I had some general idea of what I was looking for (young, male, short hair) but beyond that its hard to choose. Maybe I'm too picky, who knows. I've heard people say to let the cat choose you. But how do you know? If its just a matter of which one gives me head bumps or tries to climb me, well many of them do that.

And something I noticed when looking at the litters: huge variation in color. Is it really normal for a litter of kittens to have such a wide variety, almost looking like they had 2 different fathers? Is the color variety pretty much a random thing?


----------



## eldercat (Jul 3, 2015)

Yes, litters can have more than one dad, so color variation is normal. 

Kittens are *very active* for a long time (couple years?) so you might consider getting an older cat. They're harder to adopt out because "kittens are so cute" but they are often much more sensible and already used to people and houses. 

Maybe a cat that an old person had to turn in because the person was too old/sick to care for the pet.... what a heartbreak that must be for cat and person.


----------



## Tsukiyomi (Nov 18, 2014)

The difference in appearance within a litter is normal to give two examples.

Sera came from a litter of 5 kittens.

1. 1 Black (who I adopted and named Tsuki poor girl passed away)
2. 1 Tuxedo
3. 2 Brown tabbies (Sera and her "twin")
4. 1 Brown tabby and white that looked like the mother.

Vincent came from a litter of 4

1. 1 Orange and White
2. 1 Black and white (Vincent)
3. 2 grey and white (think they were tabbies)
4. The mother was a calico

As for picking I know it's hard how it went for me was like this...

1. With Sera she just wanted to play with me lol and she was just so cute it was hard to resist haha.
2. Tsuki well I adopted her because I thought she needed her sister poor girl was so shy (sickness).
3. Vincent well when I met him he was only 6 weeks old and still had blue eyes. But when I held him he pressed his little head into my chest and just purred up a storm as I pet him. Eventually he put his head in my jacket and went to sleep it was so cute.

When I went to a shelter and tried to adopt the one I wanted was because she kept coming to the front of the cage trying to get my attention while her siblings and every other kitten in the room ignored me. It didn't work out though so I ended up going elsewhere and getting Vincent.

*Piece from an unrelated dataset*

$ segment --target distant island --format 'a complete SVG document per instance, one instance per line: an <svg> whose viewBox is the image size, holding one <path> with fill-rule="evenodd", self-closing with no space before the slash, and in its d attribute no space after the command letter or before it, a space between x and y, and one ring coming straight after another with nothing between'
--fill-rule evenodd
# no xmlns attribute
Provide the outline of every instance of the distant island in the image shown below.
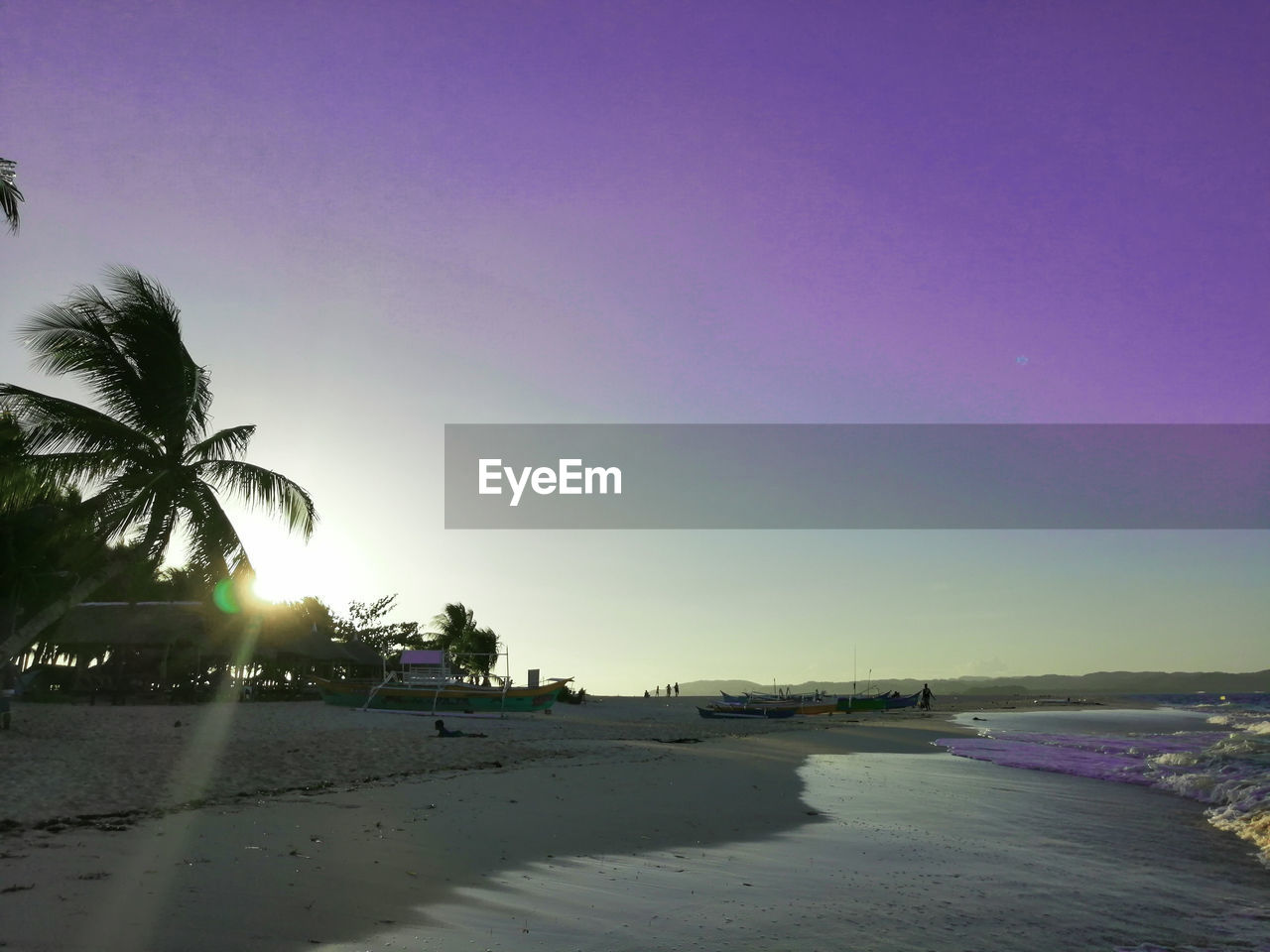
<svg viewBox="0 0 1270 952"><path fill-rule="evenodd" d="M931 691L936 696L947 694L1243 694L1270 692L1270 670L1245 671L1093 671L1091 674L1038 674L1019 678L931 678ZM921 691L927 679L874 678L876 691L898 691L912 694ZM777 684L780 688L801 694L822 691L829 694L850 694L852 687L864 691L866 682L803 682ZM771 684L752 680L693 680L679 685L683 694L706 697L725 691L740 694L747 691L771 691Z"/></svg>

It's kind of an instinct thing I guess so it's really hard to explain so all I do is write up my own experiences. All three ended up being extremely attached to me (Sera sleeps right by me in my bed, sleeps in my lap, etc) and Vincent/Tsuki both have/had a habit of "cleaning" me. I've picked all of my pets but Tsuki based on that strong initial reaction and all three times (2 cats 1 dog) it's worked out well.


----------



## FatCat (May 5, 2004)

I liked the young one with the foster mom. Although only 7 months he wasn't hyper. I think I might call the lady - she lives nearby and would be helpful in answering questions as I get started. The thing about foster homes is there could be many nice adoptable cats out there but I'd never know it.

Another visit to the city shelter may be in order for this weekend....


----------



## Susan (Mar 29, 2010)

FatCat said:


> The thing about foster homes is there could be many nice adoptable cats out there but I'd never know it.


 Does the shelter have a website? Many do, with a picture of the cat and a brief description of their temperament. If so, perhaps you could narrow down your search of cats (some of which might be in foster homes) and then visit some in person? If you haven't absolutely fallen in love with one yet, I would keep looking. I'm of the view that, when you find the right one, you'll know it.


----------



## Mandy and Ellie (Oct 22, 2013)

Even when they're young kittens--you can see a cat's general demeanor if you pay close attention. When we picked out our kitten Tootsie, we knew we wanted a sweet, cuddly kitten. We interacted with all of the kittens in the litter. The boys pushed us away with their little paws and were nervous. Tootsie, on the other hand, was like a pile of mush in our arms and was extremely chill (in general... of course she had her crazy kitten moments! haha). Her demeanor remains true to this day, and she will be 2 in July.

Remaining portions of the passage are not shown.